Aussitôt celui que la postérité devait glorifier sous le nom de Stendhal, l'illustre auteur de la Chartreuse de Parme et de Le Rouge et le Noir, pénétra chez l'Impératrice.

Il a écrit lui-même le récit de son audience:

«Je pars ce soir, mandait-il à sa sœur Pauline, pour les bords de la Duna. Je suis venu prendre les ordres de S. M. l'Impératrice. Cette princesse vient de m'honorer d'une conversation de plusieurs minutes sur la route que je dois prendre, la durée du voyage. En sortant de chez Sa Majesté, je suis allé chez S. M. le roi de Rome, mais il dormait, et madame la comtesse de Montesquiou vient de me dire qu'il était impossible de le voir avant trois heures. J'ai donc deux heures à attendre. Ce n'est pas commode en grand uniforme et en dentelles.»

Beyle devait voir le roi de Rome afin de donner à l'Empereur des renseignements oculaires sur l'état de son fils, sa santé, son aspect, sa précocité et son développement.

Il avait en outre une mission particulière de l'Impératrice. Il accompagnait M. de Bausset, l'un des chambellans, porteur du portrait du roi de Rome, que Marie-Louise envoyait à son mari au centre de la Russie.

Quand les deux messagers se présentèrent au quartier impérial, on était au 6 septembre. Le lendemain, le soleil pâle, obscurci par les fumées des canons, devait éclairer quatre-vingt mille cadavres dans cette plaine de Borodino, auprès de la Moskowa, que ces deux fonctionnaires civils atteignaient, de si loin, et après avoir traversé de mornes plaines où fumaient les cendres des villages incendiés, chargés du portrait d'un enfant.

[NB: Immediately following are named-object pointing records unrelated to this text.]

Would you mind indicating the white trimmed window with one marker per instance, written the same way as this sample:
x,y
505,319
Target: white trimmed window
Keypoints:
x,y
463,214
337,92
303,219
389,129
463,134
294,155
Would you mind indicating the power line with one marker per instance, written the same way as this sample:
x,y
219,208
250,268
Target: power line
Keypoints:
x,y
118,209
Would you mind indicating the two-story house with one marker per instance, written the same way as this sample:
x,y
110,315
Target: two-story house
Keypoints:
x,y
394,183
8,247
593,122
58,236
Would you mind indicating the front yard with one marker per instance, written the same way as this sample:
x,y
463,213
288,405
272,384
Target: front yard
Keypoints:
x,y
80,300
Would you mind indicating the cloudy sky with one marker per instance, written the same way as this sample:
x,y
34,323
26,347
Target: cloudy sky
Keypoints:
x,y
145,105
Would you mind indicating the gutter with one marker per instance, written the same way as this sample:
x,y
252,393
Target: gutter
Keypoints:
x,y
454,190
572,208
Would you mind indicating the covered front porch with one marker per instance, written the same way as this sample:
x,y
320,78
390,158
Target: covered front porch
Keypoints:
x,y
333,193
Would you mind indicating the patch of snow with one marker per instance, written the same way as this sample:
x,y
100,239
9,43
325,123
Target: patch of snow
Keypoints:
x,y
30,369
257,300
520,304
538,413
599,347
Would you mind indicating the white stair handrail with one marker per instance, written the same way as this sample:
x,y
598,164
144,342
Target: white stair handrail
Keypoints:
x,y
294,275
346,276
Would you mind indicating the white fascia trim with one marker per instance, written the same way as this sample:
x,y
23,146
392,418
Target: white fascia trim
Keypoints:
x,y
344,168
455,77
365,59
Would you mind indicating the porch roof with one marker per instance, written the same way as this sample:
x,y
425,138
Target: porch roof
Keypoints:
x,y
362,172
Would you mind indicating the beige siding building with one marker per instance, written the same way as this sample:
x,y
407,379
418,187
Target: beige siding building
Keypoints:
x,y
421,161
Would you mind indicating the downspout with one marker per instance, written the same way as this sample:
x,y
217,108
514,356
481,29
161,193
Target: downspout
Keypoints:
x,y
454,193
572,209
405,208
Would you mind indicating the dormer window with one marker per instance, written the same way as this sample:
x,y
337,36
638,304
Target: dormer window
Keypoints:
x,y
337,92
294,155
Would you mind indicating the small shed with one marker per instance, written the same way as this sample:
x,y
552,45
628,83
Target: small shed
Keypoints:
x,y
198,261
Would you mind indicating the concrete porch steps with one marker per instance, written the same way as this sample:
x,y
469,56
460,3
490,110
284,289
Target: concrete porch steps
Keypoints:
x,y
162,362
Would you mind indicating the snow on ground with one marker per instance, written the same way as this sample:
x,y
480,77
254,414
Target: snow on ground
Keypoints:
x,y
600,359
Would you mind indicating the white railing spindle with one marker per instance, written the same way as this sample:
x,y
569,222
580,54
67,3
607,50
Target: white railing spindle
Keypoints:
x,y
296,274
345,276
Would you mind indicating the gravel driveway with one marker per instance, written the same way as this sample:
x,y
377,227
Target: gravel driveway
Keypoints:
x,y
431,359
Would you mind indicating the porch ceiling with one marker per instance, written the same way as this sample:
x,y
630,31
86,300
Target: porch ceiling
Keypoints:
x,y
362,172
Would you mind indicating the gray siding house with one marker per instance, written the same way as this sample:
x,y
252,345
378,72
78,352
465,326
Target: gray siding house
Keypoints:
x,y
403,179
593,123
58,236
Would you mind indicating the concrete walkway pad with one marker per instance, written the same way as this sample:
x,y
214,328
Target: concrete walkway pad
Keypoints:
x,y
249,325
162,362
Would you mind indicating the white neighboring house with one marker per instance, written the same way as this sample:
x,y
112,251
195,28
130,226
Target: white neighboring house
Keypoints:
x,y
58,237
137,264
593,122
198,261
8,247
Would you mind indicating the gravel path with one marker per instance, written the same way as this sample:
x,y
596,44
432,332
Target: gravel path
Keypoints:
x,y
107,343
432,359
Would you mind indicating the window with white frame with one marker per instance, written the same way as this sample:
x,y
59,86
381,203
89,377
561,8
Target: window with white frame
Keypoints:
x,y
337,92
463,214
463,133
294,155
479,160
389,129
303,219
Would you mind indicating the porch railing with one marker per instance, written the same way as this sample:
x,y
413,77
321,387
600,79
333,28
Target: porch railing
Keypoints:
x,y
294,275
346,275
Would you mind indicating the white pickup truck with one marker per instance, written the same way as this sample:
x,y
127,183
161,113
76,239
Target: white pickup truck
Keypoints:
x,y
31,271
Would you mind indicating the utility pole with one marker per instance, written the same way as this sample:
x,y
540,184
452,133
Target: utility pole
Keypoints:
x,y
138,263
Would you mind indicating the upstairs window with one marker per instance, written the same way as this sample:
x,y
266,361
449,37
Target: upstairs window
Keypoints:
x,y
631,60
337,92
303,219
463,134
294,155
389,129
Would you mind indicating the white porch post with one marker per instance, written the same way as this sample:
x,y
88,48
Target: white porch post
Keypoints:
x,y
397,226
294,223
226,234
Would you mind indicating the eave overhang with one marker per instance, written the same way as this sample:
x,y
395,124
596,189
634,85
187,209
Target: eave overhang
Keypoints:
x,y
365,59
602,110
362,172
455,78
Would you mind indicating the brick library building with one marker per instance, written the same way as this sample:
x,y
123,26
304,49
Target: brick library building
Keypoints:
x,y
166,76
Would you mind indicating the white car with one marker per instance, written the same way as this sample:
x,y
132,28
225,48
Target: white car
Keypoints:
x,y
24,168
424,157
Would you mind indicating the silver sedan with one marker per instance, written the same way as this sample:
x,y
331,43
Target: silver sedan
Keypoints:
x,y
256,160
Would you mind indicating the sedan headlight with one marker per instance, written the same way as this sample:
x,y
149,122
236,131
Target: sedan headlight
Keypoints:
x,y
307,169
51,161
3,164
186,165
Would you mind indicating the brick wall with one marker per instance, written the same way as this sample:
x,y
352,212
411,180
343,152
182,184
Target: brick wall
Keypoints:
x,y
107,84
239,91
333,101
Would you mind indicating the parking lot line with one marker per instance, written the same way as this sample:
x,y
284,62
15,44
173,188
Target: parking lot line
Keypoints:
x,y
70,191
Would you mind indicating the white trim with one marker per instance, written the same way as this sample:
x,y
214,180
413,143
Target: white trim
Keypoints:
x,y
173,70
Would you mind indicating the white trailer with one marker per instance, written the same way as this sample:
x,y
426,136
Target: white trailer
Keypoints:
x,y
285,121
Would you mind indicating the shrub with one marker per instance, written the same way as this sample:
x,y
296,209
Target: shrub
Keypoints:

Napoléon attendait avec impatience la rencontre formidable et peut-être décisive que lui offrait Koutousoff. Ses combinaisons n'avaient pas réussi et tout semblait tourner contre lui depuis le commencement de la campagne.

Il n'avait pu rejoindre le prince Bagration, il avait inutilement essayé de déborder Barclay de Tolly; après un mouvement hardi pour tourner les deux armées, Smolensk l'avait arrêté, sans qu'il retirât grand avantage de la prise d'une ville incendiée; enfin, au combat sanglant de Valoutina, où, dans une lutte acharnée à l'arme blanche, le brave général Gudin avait trouvé la mort, l'inertie de Junot, son obstination à ne pas secourir Ney, sa lenteur à traverser un marécage le séparant de l'armée russe qu'il pouvait prendre à revers et anéantir, tous ces insuccès accompagnant des batailles sans résultat sérieux, victoires sans doute, mais qui coûtaient cher et tiraient le meilleur du sang de l'armée, faisaient souhaiter impatiemment une action décisive.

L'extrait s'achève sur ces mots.